I’m trying to write a program to automate a ticket draft.
We have a certain number of season ticket passes and want to split up the tickets among a group of people. There are X number of games, Y number of season passes, and Z number of people. Each of Z people has ranked the X games.
My code basically goes through the draft order and back picking out the tickets from their ranking if available, otherwise, picking the next highest ranking. For the most part it works. The problem is, there’s a point where most of the tickets are taken and the remaining tickets left are ones you already have so you just don’t pick them. People therefore have different numbers of tickets. Is there a good way to get around this?

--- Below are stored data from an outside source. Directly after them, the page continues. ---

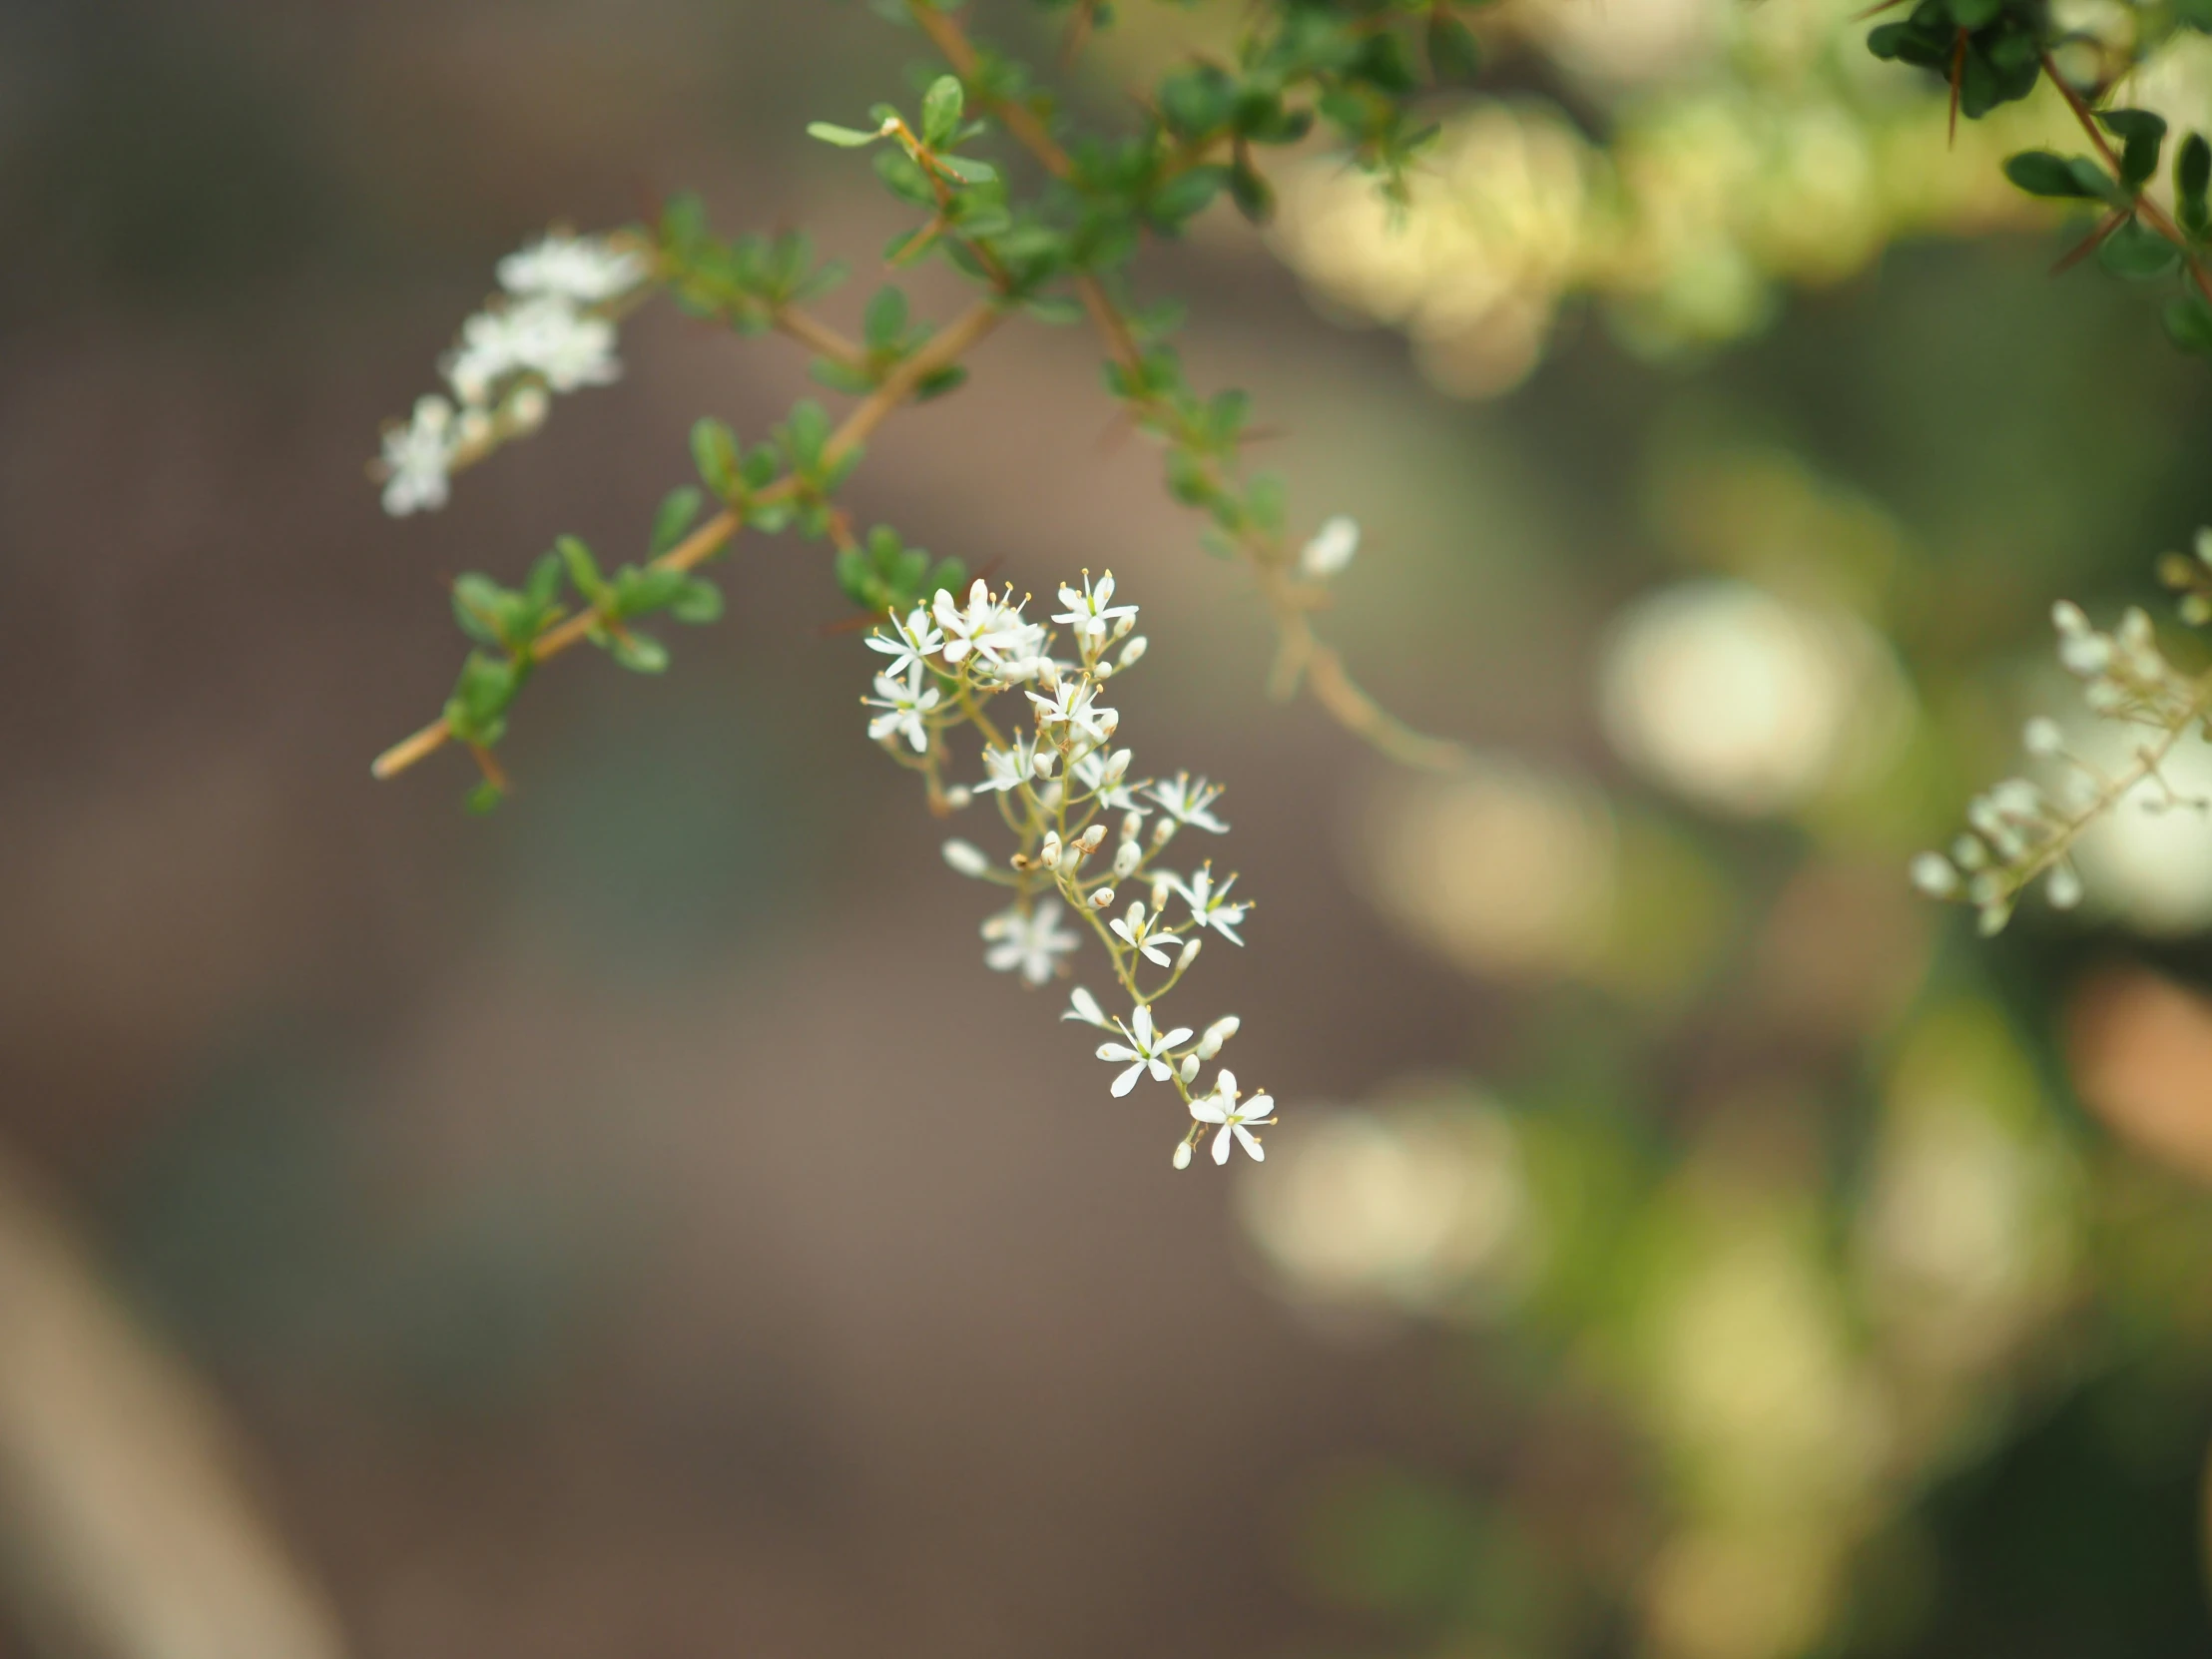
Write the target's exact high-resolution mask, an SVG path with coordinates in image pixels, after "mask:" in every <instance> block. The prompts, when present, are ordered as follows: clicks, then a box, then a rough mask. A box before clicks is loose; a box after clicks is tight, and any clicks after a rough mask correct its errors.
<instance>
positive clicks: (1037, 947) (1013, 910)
mask: <svg viewBox="0 0 2212 1659" xmlns="http://www.w3.org/2000/svg"><path fill="white" fill-rule="evenodd" d="M982 936H984V938H987V940H991V949H989V951H984V953H982V960H984V967H989V969H993V971H995V973H1020V975H1022V978H1024V980H1029V982H1031V984H1044V982H1046V980H1048V978H1053V973H1057V971H1060V958H1062V956H1066V953H1068V951H1073V949H1075V947H1077V945H1082V936H1077V933H1073V931H1068V929H1064V927H1062V925H1060V900H1057V898H1040V900H1037V907H1035V909H1033V911H1029V914H1026V916H1024V914H1022V907H1020V905H1013V907H1011V909H1002V911H1000V914H998V916H989V918H984V925H982Z"/></svg>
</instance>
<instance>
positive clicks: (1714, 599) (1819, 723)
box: [1599, 577, 1907, 816]
mask: <svg viewBox="0 0 2212 1659" xmlns="http://www.w3.org/2000/svg"><path fill="white" fill-rule="evenodd" d="M1599 697H1601V714H1604V723H1606V734H1608V737H1610V739H1613V745H1615V748H1617V750H1619V752H1621V757H1624V759H1626V761H1630V763H1632V765H1637V768H1639V770H1641V772H1646V774H1650V776H1652V779H1657V781H1659V783H1666V785H1668V787H1672V790H1674V792H1679V794H1683V796H1688V799H1692V801H1697V803H1699V805H1708V807H1717V810H1721V812H1734V814H1745V816H1756V814H1772V812H1785V810H1790V807H1798V805H1805V803H1807V801H1812V799H1816V796H1820V794H1825V792H1829V790H1834V787H1838V785H1843V783H1851V781H1856V779H1858V776H1863V774H1865V772H1869V770H1871V768H1874V765H1878V763H1880V761H1885V759H1887V757H1889V754H1891V752H1893V748H1896V741H1898V737H1900V734H1902V728H1905V714H1907V703H1905V692H1902V681H1900V677H1898V670H1896V664H1893V661H1891V659H1889V655H1887V648H1885V646H1882V641H1880V639H1876V637H1874V635H1871V633H1869V630H1867V628H1865V624H1860V622H1856V619H1854V617H1849V615H1843V613H1820V611H1809V608H1803V606H1796V604H1787V602H1783V599H1778V597H1774V595H1772V593H1765V591H1763V588H1754V586H1750V584H1745V582H1734V580H1712V577H1708V580H1694V582H1683V584H1677V586H1672V588H1663V591H1659V593H1652V595H1648V597H1644V599H1639V602H1635V604H1632V606H1628V611H1626V613H1624V615H1621V617H1619V619H1617V624H1615V628H1613V637H1610V641H1608V646H1606V653H1604V661H1601V675H1599Z"/></svg>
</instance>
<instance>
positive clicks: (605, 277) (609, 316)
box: [374, 232, 653, 518]
mask: <svg viewBox="0 0 2212 1659" xmlns="http://www.w3.org/2000/svg"><path fill="white" fill-rule="evenodd" d="M650 274H653V261H650V259H648V257H646V252H644V250H641V248H637V246H633V243H628V241H626V239H617V237H566V234H560V232H555V234H549V237H542V239H540V241H535V243H531V246H529V248H522V250H520V252H513V254H507V259H502V261H500V290H502V292H500V296H498V299H495V301H493V303H491V305H487V307H484V310H480V312H478V314H476V316H471V319H469V321H467V323H462V325H460V343H458V345H456V347H453V349H451V352H449V354H447V356H445V363H442V365H440V367H442V369H445V383H447V387H449V389H451V392H453V396H451V398H447V396H442V394H436V392H434V394H427V396H422V398H418V400H416V407H414V414H411V416H409V418H407V420H396V422H392V425H389V427H387V429H385V447H383V456H380V458H378V460H376V465H374V473H376V476H378V478H380V480H383V484H385V511H387V513H392V515H394V518H405V515H407V513H418V511H425V509H438V507H445V502H447V493H449V480H451V476H453V471H458V469H460V467H467V465H469V462H476V460H482V458H484V456H487V453H491V451H493V449H498V447H500V445H502V442H507V440H511V438H522V436H526V434H531V431H535V429H538V427H540V425H542V422H544V418H546V407H549V403H551V394H553V392H575V389H577V387H586V385H606V383H608V380H613V378H615V376H617V374H622V365H619V363H617V361H615V312H617V307H619V305H622V301H626V299H628V296H630V294H635V292H637V288H639V285H641V283H644V281H646V279H648V276H650Z"/></svg>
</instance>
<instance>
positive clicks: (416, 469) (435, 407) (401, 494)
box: [380, 396, 453, 518]
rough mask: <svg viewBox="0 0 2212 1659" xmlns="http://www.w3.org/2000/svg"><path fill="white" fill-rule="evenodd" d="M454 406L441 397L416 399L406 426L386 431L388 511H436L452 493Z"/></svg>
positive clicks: (386, 485)
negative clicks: (450, 478)
mask: <svg viewBox="0 0 2212 1659" xmlns="http://www.w3.org/2000/svg"><path fill="white" fill-rule="evenodd" d="M451 465H453V405H451V403H447V400H445V398H440V396H422V398H416V407H414V416H411V418H409V420H407V425H392V427H389V429H387V431H385V456H383V467H380V471H383V476H385V511H387V513H392V515H394V518H407V513H420V511H425V509H429V511H436V509H440V507H445V502H447V498H449V495H451V489H449V469H451Z"/></svg>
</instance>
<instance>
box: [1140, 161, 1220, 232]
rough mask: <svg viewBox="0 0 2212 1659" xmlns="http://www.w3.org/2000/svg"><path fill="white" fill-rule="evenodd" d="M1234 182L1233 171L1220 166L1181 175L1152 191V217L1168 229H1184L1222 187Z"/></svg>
mask: <svg viewBox="0 0 2212 1659" xmlns="http://www.w3.org/2000/svg"><path fill="white" fill-rule="evenodd" d="M1228 181H1230V170H1228V168H1219V166H1208V168H1190V170H1188V173H1177V175H1175V177H1172V179H1168V181H1166V184H1164V186H1159V188H1157V190H1155V192H1152V199H1150V201H1148V204H1146V208H1148V210H1150V217H1152V219H1157V221H1159V223H1164V226H1170V228H1172V226H1181V223H1183V219H1190V217H1192V215H1194V212H1201V210H1203V208H1206V206H1208V204H1210V201H1212V199H1214V197H1217V195H1221V188H1223V186H1225V184H1228Z"/></svg>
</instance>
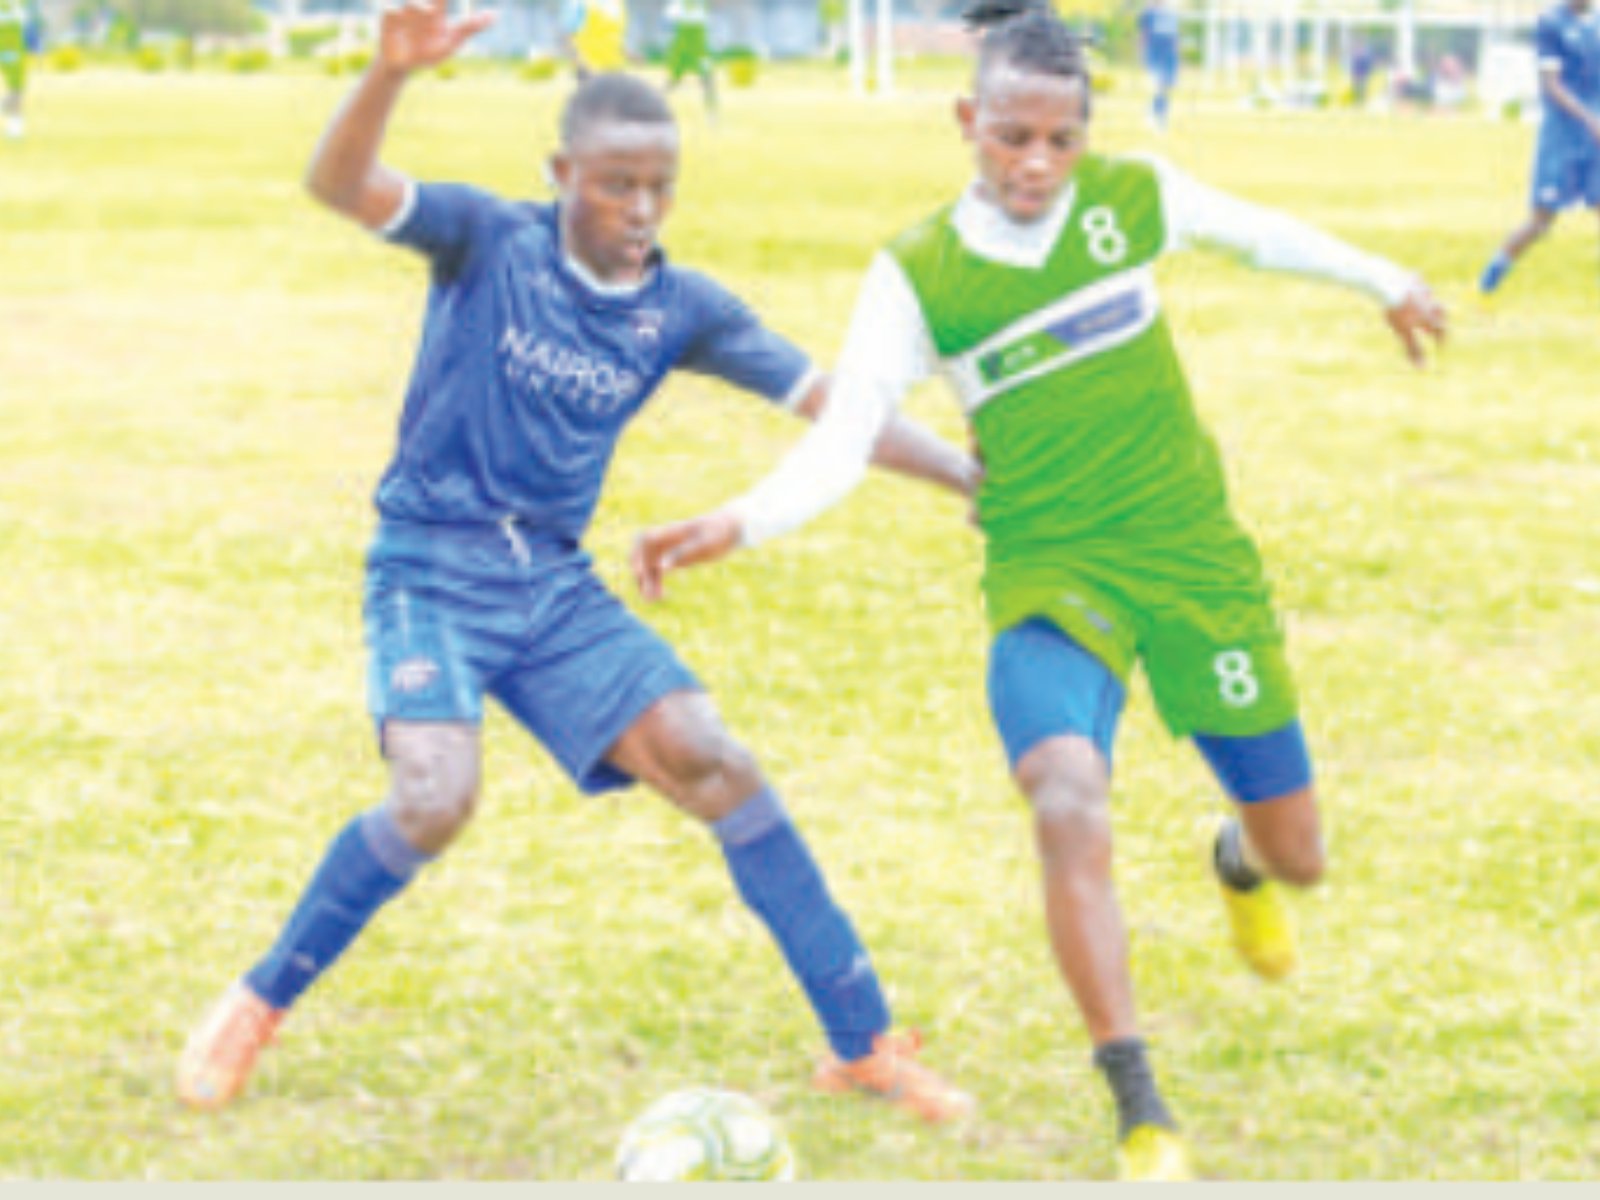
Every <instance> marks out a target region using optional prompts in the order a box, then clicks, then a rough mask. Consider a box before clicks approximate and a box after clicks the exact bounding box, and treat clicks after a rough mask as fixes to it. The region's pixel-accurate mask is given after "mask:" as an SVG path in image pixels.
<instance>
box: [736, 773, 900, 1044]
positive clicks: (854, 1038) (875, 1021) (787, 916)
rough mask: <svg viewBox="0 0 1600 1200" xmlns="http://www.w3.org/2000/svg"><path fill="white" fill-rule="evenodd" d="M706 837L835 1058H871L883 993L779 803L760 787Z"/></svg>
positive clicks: (766, 791) (884, 1006) (775, 794)
mask: <svg viewBox="0 0 1600 1200" xmlns="http://www.w3.org/2000/svg"><path fill="white" fill-rule="evenodd" d="M712 832H715V834H717V840H718V842H722V853H723V856H725V858H726V859H728V869H730V870H731V872H733V882H734V883H736V885H738V888H739V894H741V896H742V898H744V902H746V904H749V906H750V909H752V910H754V912H755V914H757V915H758V917H760V918H762V920H763V922H765V923H766V928H768V930H771V933H773V938H774V939H776V941H778V946H779V949H781V950H782V952H784V958H786V960H787V962H789V970H792V971H794V973H795V976H797V978H798V979H800V986H802V987H803V989H805V994H806V998H808V1000H810V1002H811V1008H813V1010H814V1011H816V1016H818V1021H821V1022H822V1029H824V1030H827V1040H829V1043H830V1045H832V1046H834V1053H837V1054H838V1056H840V1058H842V1059H845V1061H846V1062H850V1061H854V1059H859V1058H866V1056H867V1054H870V1053H872V1040H874V1038H875V1037H877V1035H878V1034H882V1032H885V1030H886V1029H888V1027H890V1010H888V1005H886V1003H885V1000H883V989H882V987H880V986H878V976H877V971H874V970H872V962H870V960H869V958H867V952H866V949H862V946H861V939H859V938H856V931H854V928H851V925H850V918H848V917H846V915H845V914H843V910H842V909H840V907H838V906H837V904H834V898H832V896H829V893H827V883H826V882H824V880H822V872H821V870H818V866H816V862H814V861H813V858H811V853H810V851H808V850H806V846H805V842H802V840H800V832H798V830H797V829H795V827H794V822H790V821H789V814H787V813H786V811H784V806H782V803H781V802H779V800H778V795H776V794H774V792H773V790H771V789H770V787H763V789H762V790H760V792H757V794H755V795H754V797H750V798H749V800H746V802H744V805H742V806H739V808H738V810H734V811H733V813H730V814H728V816H725V818H723V819H722V821H715V822H714V824H712Z"/></svg>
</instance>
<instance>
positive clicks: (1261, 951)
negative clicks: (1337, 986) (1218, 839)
mask: <svg viewBox="0 0 1600 1200" xmlns="http://www.w3.org/2000/svg"><path fill="white" fill-rule="evenodd" d="M1218 886H1219V888H1221V890H1222V906H1224V907H1226V909H1227V922H1229V925H1230V926H1232V928H1234V949H1235V950H1238V957H1240V958H1243V960H1245V962H1246V963H1250V968H1251V970H1253V971H1254V973H1256V974H1259V976H1261V978H1262V979H1282V978H1283V976H1286V974H1290V973H1291V971H1293V970H1294V968H1296V966H1299V939H1298V938H1296V936H1294V920H1293V918H1291V917H1290V910H1288V906H1286V904H1285V902H1283V888H1280V886H1278V885H1277V883H1274V882H1272V880H1262V882H1261V883H1259V885H1256V886H1254V888H1251V890H1250V891H1238V890H1235V888H1230V886H1227V885H1226V883H1222V882H1221V880H1219V882H1218Z"/></svg>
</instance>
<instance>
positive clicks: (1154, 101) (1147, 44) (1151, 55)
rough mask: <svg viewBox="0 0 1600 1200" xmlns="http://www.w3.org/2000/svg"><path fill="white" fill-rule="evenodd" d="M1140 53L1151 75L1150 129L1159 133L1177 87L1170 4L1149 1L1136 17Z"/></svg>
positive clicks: (1173, 23)
mask: <svg viewBox="0 0 1600 1200" xmlns="http://www.w3.org/2000/svg"><path fill="white" fill-rule="evenodd" d="M1139 53H1141V56H1142V58H1144V69H1146V70H1147V72H1150V86H1152V88H1155V94H1154V96H1152V98H1150V125H1152V126H1154V128H1157V130H1160V131H1162V133H1165V131H1166V123H1168V120H1170V118H1171V102H1173V88H1174V86H1176V83H1178V13H1174V11H1173V8H1171V5H1170V0H1150V3H1147V5H1146V6H1144V10H1142V11H1141V13H1139Z"/></svg>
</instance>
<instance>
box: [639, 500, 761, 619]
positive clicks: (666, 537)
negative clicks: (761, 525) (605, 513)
mask: <svg viewBox="0 0 1600 1200" xmlns="http://www.w3.org/2000/svg"><path fill="white" fill-rule="evenodd" d="M741 534H742V530H741V528H739V518H738V517H734V515H733V514H731V512H725V510H718V512H709V514H706V515H704V517H694V518H693V520H686V522H677V523H675V525H661V526H658V528H654V530H645V533H642V534H638V541H635V542H634V554H632V555H629V565H630V566H632V568H634V582H637V584H638V590H640V595H643V597H645V598H646V600H659V598H661V597H662V595H664V594H666V581H667V573H669V571H675V570H677V568H680V566H696V565H699V563H714V562H717V560H718V558H726V557H728V555H730V554H733V552H734V550H736V549H739V539H741Z"/></svg>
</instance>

If there were no preferences involved, this would be a straight min-cut max flow problem. http://en.wikipedia.org/wiki/Maximum_flow_problem, as follows:
Create a source vertex A. From A, create Z vertices, one for each person. The capacity can be infinite (or very, very large). Create a sink B, and create X vertices, one for each game, linked to B; the capacity should be Y (you have Y tickets per game). From each person, link to each game they’ve ranked, with capacity 1.
If you look at the wiki link above, there are about 10 algorithms to solve this basic problem. Find one you understand and can implement yourself, because you’ll need to modify it slightly. I’m not familiar with all of them, but the ones I know about have a step ‘pick an edge’ or ‘pick a path.’ You should modify the ‘how you pick an edge’ logic to take the priority ordering of the games into account. I’m not sure exactly what the ordering should be (you’ll probably need to experiment), but if you say the lowest ranked game is 1, the next is 2, up to X, then a score like ‘ranking of the edge – number of games the person is already signed up for’ might work.